Popular belief has it that the battle of the sexes is as old as the mythical Adam and Eve but it is only during written history that the gender war ignited. For some estimated 190 000 years prior to this women held the cards of power but the sexes lived comfortably together as relative equals. It was only when these matrilineal societies were forcefully invaded by groups of nomadic men that governing systems gradually became patriarchal in nature. It was also at this time that the deity had a sex change and almost overnight the female God acquired a dangly bit.

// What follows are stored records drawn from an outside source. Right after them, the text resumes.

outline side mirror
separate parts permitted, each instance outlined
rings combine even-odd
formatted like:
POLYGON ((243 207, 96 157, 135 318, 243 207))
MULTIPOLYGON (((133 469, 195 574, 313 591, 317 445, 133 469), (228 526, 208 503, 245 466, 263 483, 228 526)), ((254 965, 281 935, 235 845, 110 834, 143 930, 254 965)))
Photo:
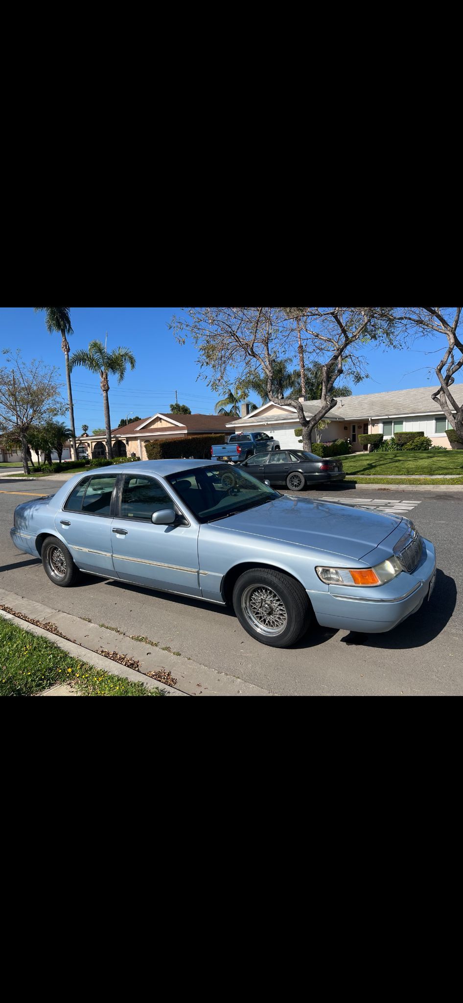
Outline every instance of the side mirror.
POLYGON ((175 522, 176 516, 173 509, 159 509, 158 512, 153 512, 151 516, 151 523, 154 526, 171 526, 175 522))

As men have never been emotionally, mentally or spiritually superior, the only power they had at their disposal was greater physical strength. Since then men have asserted their ‘ownership' of women through physical force or violence. The first 600-odd pages of the Old Testament substantiate the violence that was wreaked upon the matrilineal Pagan people, whose only crime was their belief in an all-powerful female Goddess.

Although in anybody's book this is ancient history, the problem is that we still live with the consequences today. For men to justify their brutish behaviour - at the time - they artificially separated male and female qualities. Although men and women have both an emotional and rational brain, rational thinking was turned into a masculine quality and issues like emotions, morals and ethics were weakened and softened by placing them squarely in the female domain.

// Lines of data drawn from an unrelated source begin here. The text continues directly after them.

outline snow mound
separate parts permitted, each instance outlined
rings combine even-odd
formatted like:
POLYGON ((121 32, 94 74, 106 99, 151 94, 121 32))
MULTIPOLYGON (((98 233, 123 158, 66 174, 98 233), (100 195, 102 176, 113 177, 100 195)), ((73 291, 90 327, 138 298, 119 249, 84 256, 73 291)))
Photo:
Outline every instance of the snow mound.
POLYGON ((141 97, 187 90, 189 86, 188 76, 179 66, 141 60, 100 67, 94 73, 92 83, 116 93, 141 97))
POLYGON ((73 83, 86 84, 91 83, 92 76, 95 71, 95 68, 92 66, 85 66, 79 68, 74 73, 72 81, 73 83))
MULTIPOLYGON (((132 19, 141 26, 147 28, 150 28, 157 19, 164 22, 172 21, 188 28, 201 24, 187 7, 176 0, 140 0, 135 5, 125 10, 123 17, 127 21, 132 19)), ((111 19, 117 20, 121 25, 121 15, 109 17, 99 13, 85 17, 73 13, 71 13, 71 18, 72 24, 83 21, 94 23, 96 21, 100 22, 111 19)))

This is why today men still pride themselves on being masters of rational thinking and anything difficult to deal with gets dismissed as ‘illogical' emotional stuff. So much so that modern concepts like emotional intelligence are judged by many men to be an oxymoron because, in their book, the words ‘emotional' and ‘intelligence' are contradictory.

Over the centuries women didn't just passively accept their self-sacrificing role, they were bludgeoned into being submissive and witch-hunting is just one example. But, without considering feelings (like empathy and compassion) or values (like morals and ethics) men still have free reign over atrocious behaviour, such as rape and warfare, to protect their man-made position.

So the nicer we women are, the more we unwittingly give permission for men to behave badly. Also without curtailing aggressive and destructive behaviour under the guise that ‘boys will be boys' youngsters will continue to grow into men who will run other calamitous unethical institutions, like Enron and Worldcom... and good, self-sacrificing women will continue to nurture them.

But even though we see the cost of this behaviour all around us, why do so many women still adhere to these archaic ideas? Some say that these sex-roles are traditional and tradition shouldn't be messed with. But when convention impacts negatively upon the well being of more than half the world's population, how can anyone uphold it as righteous?

So I say it's time we chucked out the rules and instead of female mentors campaigning for more unreasonable guidelines for women, how about the outrageous idea of each of us finding our authentic selves and living accordingly? I know my female form seldom feels like being sweet and nice and I also know that, like nature, I can be generous and comforting but also wild, passionate, fierce and furious. Like most other women I don't need to be told when to be assertive and if the situation demands aggression, the person on the receiving end will get the full force of my fury.

In reality this means making friends with the bitch inside because, ironically, it is only with her protection that women feel safe enough to reveal the softer aspects of our character, like vulnerability for instance. Although the bitch is continually condemned, she's the one who protects the integrity and strength of all aspects of our genuine female nature, and it is primarily through her that women can reach wholeness. To do so the only nurturing required is to keep stirring the cauldron that feeds the ancient witch/bitch archetype of the wise woman inside.